A viral marketing effort for the film was begun on August 11, 2008, when Rainn Wilson posted a message to the MySpace blog of Jenna Fischer, his co-star from The Office. According to his message, he had "kidnapped the lovely Jenna, put her, bound, in the trunk of my Firebird and logged onto her MySpace to send out this bulletin....To free America's sweetheart...you must attend my new movie, 'The Rocker', which opens August 20th....As soon as the film grosses 18.7 Mil, she will be released and given a peach smoothie." In the end the film was not even close to grossing that much money. A subsequent blog entry pointed readers to freejennanow.com, where videos were posted and features such as a "Free Jenna Game" and countdown tickers could be found.

'The Rocker: Live The Dream' was a competition to promote the film via MySpace and Kerrang! magazine in the UK. Over 1200 bands entered original songs at therockeruk for a chance to win a photo shoot and interview with Kerrang! magazine, a trip to the MySpace Black Curtain Screening in London, Gibson musical equipment and an assortment of 20th Century Fox merchandise. Ten bands went through to the final judging and Scottish band Alburn were chosen by Kerrang! editor Paul Brannigan, as the winner. Alburn dressed and posed as characters from the film in the Kerrang! photo shoot. Rainn Wilson recorded a video message for the winning band, which was played at the MySpace Black Curtain Screening.
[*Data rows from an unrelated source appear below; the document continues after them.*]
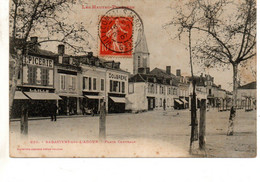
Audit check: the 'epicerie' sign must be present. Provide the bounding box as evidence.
[108,73,127,81]
[23,55,53,68]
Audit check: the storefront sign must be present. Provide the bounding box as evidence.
[108,73,127,81]
[29,88,49,93]
[23,55,53,68]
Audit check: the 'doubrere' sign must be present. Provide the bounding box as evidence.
[23,55,53,68]
[108,73,128,81]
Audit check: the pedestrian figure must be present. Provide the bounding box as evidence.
[227,106,236,136]
[50,103,58,121]
[163,99,166,110]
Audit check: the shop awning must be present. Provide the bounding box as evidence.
[110,97,125,103]
[180,99,188,104]
[24,92,61,100]
[14,91,29,100]
[85,95,104,99]
[174,99,183,104]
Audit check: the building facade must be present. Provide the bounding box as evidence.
[12,37,61,117]
[237,82,257,111]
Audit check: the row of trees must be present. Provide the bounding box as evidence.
[164,0,256,148]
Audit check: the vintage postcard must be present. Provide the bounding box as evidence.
[9,0,257,158]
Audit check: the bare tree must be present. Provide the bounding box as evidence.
[9,0,90,113]
[193,0,256,135]
[167,0,256,135]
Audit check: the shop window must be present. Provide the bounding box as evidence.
[137,56,141,68]
[109,80,113,92]
[60,75,66,90]
[41,68,49,86]
[143,58,147,68]
[93,78,97,90]
[83,77,86,90]
[100,79,105,91]
[28,66,37,84]
[128,82,134,94]
[113,81,118,92]
[122,82,125,93]
[83,77,89,90]
[88,77,92,90]
[71,77,76,90]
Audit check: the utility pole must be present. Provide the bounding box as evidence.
[199,99,206,151]
[99,101,106,142]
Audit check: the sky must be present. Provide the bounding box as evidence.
[38,0,254,91]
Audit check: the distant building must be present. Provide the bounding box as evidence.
[12,37,129,117]
[10,37,61,117]
[126,30,180,112]
[189,74,207,108]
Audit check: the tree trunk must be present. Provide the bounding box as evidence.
[227,64,238,136]
[199,99,206,150]
[99,102,106,142]
[9,50,23,118]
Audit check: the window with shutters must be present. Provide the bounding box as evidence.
[41,68,49,86]
[28,66,37,85]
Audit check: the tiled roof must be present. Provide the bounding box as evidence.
[238,82,256,89]
[134,31,149,53]
[189,76,206,87]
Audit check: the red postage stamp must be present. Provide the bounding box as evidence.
[98,7,144,57]
[99,16,133,56]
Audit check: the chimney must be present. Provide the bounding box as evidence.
[58,44,65,55]
[176,69,181,76]
[166,66,171,75]
[31,37,38,43]
[145,68,150,74]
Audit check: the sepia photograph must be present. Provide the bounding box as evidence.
[6,0,257,158]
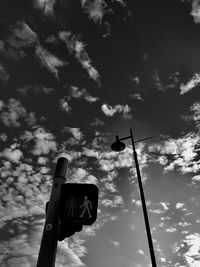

A Flash game titled The Rocker: TV Toss was also released. In the game, the player controls Fish (in 1st person view). The objective is to do damage to the hotel room by tossing TVs at various objects. The high score is calculated by means of the cost of objects damaged.

==Reception==

===Critical response===
On Rotten Tomatoes, the film holds an approval rating of 40% based on 121 reviews, with an average rating of 5.2/10. The site's critics consensus reads: "With a predictable and lightweight story, the earnest efforts of the cast are squandered by The Rockers bland script." On Metacritic, the film has a weighted average score of 53 out of 100, based on 28 critics, indicating "mixed or average reviews". Audiences polled by CinemaScore gave the film an average grade of "B+" on an A+ to F scale.

===Box office===
The Rocker was released on August 20, 2008, in the US. It was a bomb at the worldwide box office, opening outside the Top 10 at #12 with $2.64 million for its first weekend, grossing less than $7 million overall during its entire theatrical run.